We proposed that we ask the most well-to-do individuals and corporations to help. I guess what I'm saying is, if I went to a billionaire or a billionaire corporation and I said, look, we're about to see 7 million students' costs of education go up. Can you help, since you make so much? And it seems like what they're saying through their representatives is no.
This is outrageous. I think the truth is that America, a Nation that has made it possible for BP and ExxonMobil and GE and all these big corporations to do so well, should do well by America. I don't think that's asking too much.
It's not right to protect the richest people in America, and let everybody else get by the best they can. This Nation has made it possible for them to earn all that money, and I don't have any problem with people making good money. I just think that if you make good money, and you have used our police force, our military has protected you, our roads and bridges and our transit system have allowed you to move your goods and services around, our EMS system has made sure that if you get sick we'll come help you, our public schools have educated your workforce, then I don't think it's asking too much to say, put in the pot and help some kids have affordable education. I just don't think that's asking too much.
Now, somebody said to me, Well, Keith, in my day I paid my way through school. And I said, in your day school didn't cost $28,000 a year.

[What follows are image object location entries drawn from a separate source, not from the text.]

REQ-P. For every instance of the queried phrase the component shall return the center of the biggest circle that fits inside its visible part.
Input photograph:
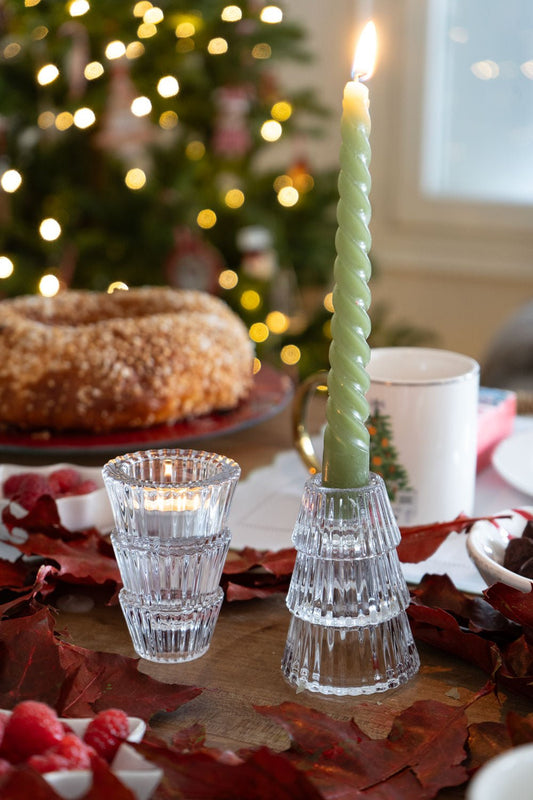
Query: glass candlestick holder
(349, 633)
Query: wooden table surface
(242, 667)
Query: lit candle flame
(364, 60)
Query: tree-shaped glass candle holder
(349, 633)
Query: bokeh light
(50, 229)
(11, 180)
(135, 178)
(206, 218)
(49, 285)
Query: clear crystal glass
(171, 493)
(347, 592)
(171, 540)
(171, 632)
(165, 570)
(350, 661)
(349, 632)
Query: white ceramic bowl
(77, 511)
(486, 545)
(507, 775)
(133, 770)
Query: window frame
(412, 229)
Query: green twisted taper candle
(346, 438)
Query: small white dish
(513, 461)
(486, 544)
(507, 775)
(76, 511)
(133, 770)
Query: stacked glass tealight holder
(349, 633)
(171, 538)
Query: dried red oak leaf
(423, 752)
(439, 627)
(13, 575)
(419, 542)
(43, 517)
(513, 604)
(85, 559)
(75, 681)
(250, 573)
(439, 591)
(237, 591)
(206, 774)
(486, 740)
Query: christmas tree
(131, 139)
(383, 454)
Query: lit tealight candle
(346, 439)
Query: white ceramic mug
(423, 426)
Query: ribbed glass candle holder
(349, 633)
(171, 540)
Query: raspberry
(30, 489)
(63, 481)
(32, 728)
(69, 753)
(12, 484)
(107, 731)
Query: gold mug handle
(315, 383)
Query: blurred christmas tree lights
(130, 145)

I'm 48 years old. When I went to law school, I graduated and I had $12,000 student loan debt. That's nothing compared to what students are dealing with today. They're graduating with twice that, on average.
So I just want to say, as I close out tonight, Mr. Speaker, the Republican majority, elected by the people of their districts, are here, just like the Democrats are, to discharge the duties associated with their office and, that is, to promote the general welfare and to look out for the American people. I think making sure that student interest loan rates don't double is part of that. I think that making sure we have a decent highway bill that will help pay for the construction and maintenance of our roads and bridges and transit system is part of that. And yet this week we haven't done anything to do that.

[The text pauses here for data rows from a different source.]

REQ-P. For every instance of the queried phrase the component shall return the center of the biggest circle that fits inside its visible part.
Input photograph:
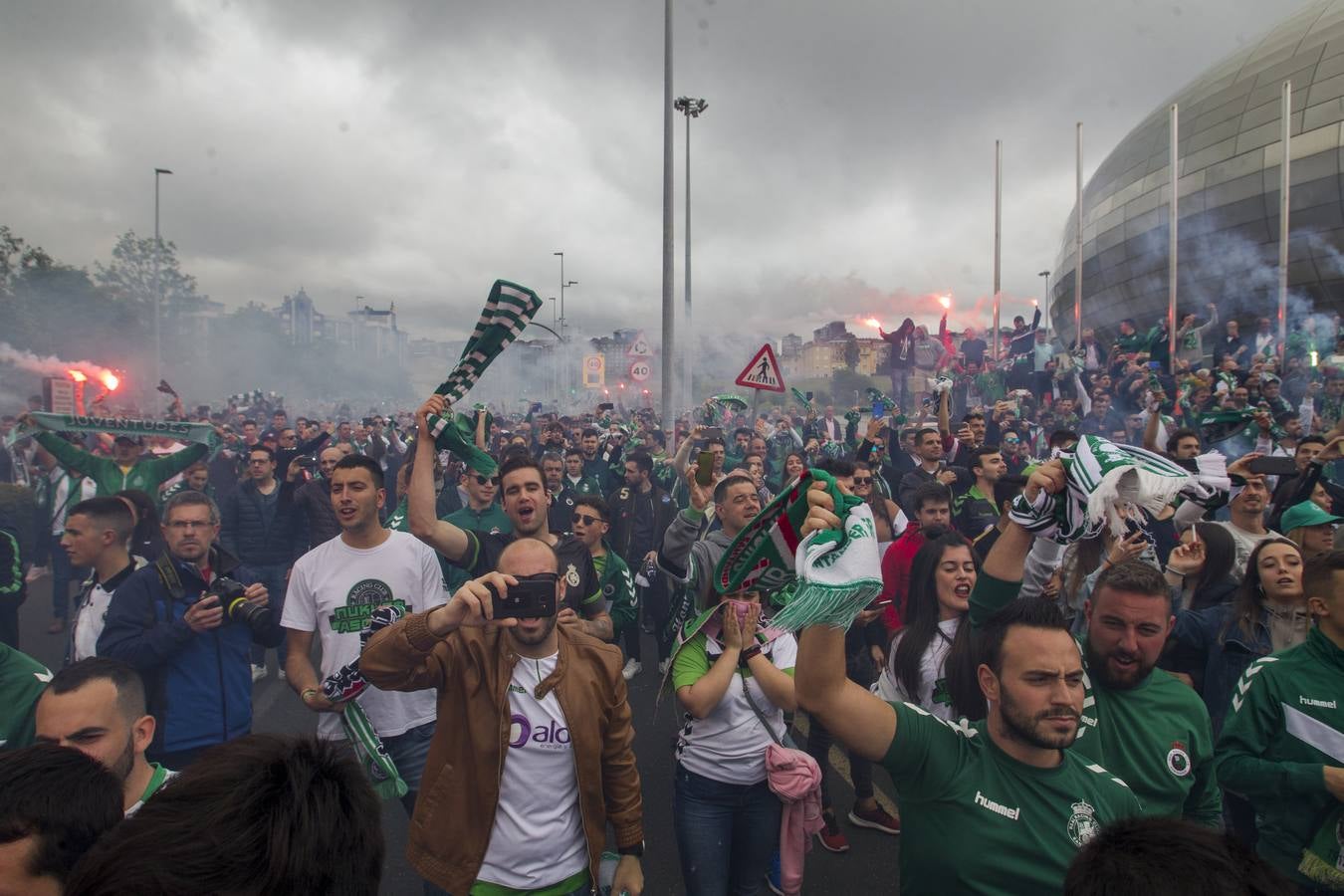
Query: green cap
(1305, 514)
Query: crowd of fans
(1156, 707)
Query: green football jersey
(974, 819)
(1158, 738)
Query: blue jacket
(1222, 650)
(254, 535)
(198, 685)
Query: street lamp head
(690, 107)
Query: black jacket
(622, 520)
(250, 537)
(314, 518)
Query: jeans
(818, 747)
(272, 576)
(655, 607)
(725, 833)
(62, 573)
(859, 669)
(407, 753)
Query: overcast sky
(413, 152)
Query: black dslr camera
(237, 607)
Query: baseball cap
(1305, 514)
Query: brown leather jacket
(460, 788)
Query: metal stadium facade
(1229, 138)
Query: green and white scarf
(507, 312)
(371, 753)
(1323, 860)
(1108, 484)
(836, 572)
(199, 433)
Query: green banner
(183, 431)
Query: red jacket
(895, 575)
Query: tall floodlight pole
(667, 365)
(690, 108)
(564, 285)
(1282, 230)
(999, 171)
(158, 297)
(1174, 226)
(1078, 247)
(1045, 274)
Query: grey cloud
(415, 150)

The standard conservative line on the economy right now is that the government has done too much. But, yet, as I have already proven, the American people do not agree. Two-thirds say the government needs to do more than it's doing. So now I think the government has a duty to step up.
And, no, I don't think the government is the solution to every problem. And I know my conservative friends like to mischaracterize what progressives say about that. We don't believe government is the solution to every problem, but we do believe government is part of the solution to many problems. And if you cut it back and you scale it down and you make it too small and too weak to do anything to help people, then, of course it won't be able to help people, and that's a shame. The American people have a different set of expectations.
I just want to say, as we wind up and I begin to yield back, it's time in America where we recognize that there is an important balance between the private sector and the public sector, and the market fundamentalists who occupy this House on the Republican side of the aisle must begin to recognize that government has an important role to play. And if we abandon our role, America will be poorer for it.
If we don't step up to the plate and make sure that tuition interest rates are decent and reasonable and that we're making sure that we have a decent highway system, Americans will suffer. And we cannot allow that to happen in the richest, most powerful Nation in the history of the world.